Speaking at The Atlantic’s Cyber Landscape event today, Langevin said that creating more confined congressional jurisdiction over cybersecurity matters and expanding information sharing would help Congress more efficiently tackle cyber issues.
He underscored the most practical aspect of that view by saying the diffuse nature of cybersecurity jurisdiction across different congressional committees and subcommittees makes it difficult for representatives and senators to take unified, meaningful action on addressing the fast-changing and complicated problem that cybersecurity poses.
“You have some 80 to 100 different committees and subcommittees that have some kind of jurisdiction on cyber,” Langevin said. “It makes it challenging to move with agility when we can’t move with the agility we need to protect the country in cyberspace.”
As a for-instance, Langevin recalled that the Cyber Information Sharing Act bill passed in 2015 took six years to develop, largely because of the scattered jurisdiction of cybersecurity matters across Congress.
“Had it been one, two, or maybe three major committees, it would have moved with greater agility,” he said. “But there were different committees and subcommittees that had a different piece in it.”
Healthcare reform jurisdiction under President Barack Obama was limited to three committees, Langevin said, and that largely contributed to their ability to help develop legislation as huge as the Affordable Care Act within a reasonable time frame.

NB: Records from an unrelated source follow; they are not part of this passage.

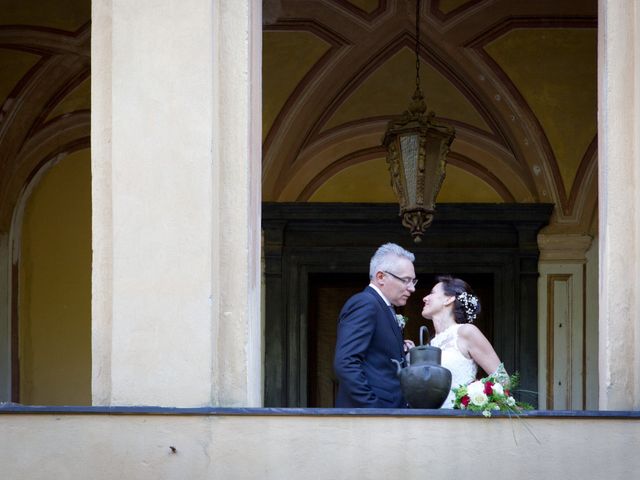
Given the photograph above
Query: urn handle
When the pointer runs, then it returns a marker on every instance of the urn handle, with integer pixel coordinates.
(422, 330)
(398, 364)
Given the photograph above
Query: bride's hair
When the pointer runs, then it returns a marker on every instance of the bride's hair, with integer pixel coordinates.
(466, 306)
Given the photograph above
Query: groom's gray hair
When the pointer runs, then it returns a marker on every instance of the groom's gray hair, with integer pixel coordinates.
(386, 257)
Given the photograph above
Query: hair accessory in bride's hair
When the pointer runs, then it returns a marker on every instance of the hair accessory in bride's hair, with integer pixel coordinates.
(469, 304)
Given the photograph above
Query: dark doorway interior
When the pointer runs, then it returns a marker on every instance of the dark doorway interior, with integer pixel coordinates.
(317, 255)
(327, 294)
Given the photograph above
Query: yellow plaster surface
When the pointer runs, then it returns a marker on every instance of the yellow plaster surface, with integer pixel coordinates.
(555, 71)
(15, 65)
(286, 58)
(369, 182)
(78, 99)
(365, 5)
(365, 182)
(388, 91)
(462, 186)
(61, 14)
(55, 287)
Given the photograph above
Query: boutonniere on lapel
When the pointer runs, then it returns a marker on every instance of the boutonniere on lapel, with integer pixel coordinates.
(402, 320)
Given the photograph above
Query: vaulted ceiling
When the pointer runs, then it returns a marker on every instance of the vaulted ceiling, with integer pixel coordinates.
(516, 78)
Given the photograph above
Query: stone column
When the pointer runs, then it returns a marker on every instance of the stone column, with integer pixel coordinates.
(176, 116)
(5, 329)
(619, 202)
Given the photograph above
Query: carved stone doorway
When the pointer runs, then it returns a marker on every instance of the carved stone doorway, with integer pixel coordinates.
(317, 255)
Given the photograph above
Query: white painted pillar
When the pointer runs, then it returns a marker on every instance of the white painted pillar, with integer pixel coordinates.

If Congress applied the same focus and streamlining of healthcare reform to cybersecurity policy, Langevin said, legislators could make greater strides in addressing pressing national cyber matters.
On the broader issue of cyber threat data sharing underlying the 2015 CISA Act, Langevin said the rapid sharing of threat and other data is the key for how both the public and private sectors can protect themselves from cyberattacks and vulnerabilities.
“If you know that there’s one area or one business [that’s] getting hit … we can share that information at network speed about what that vulnerability is and how to fix it,” Langevin explained.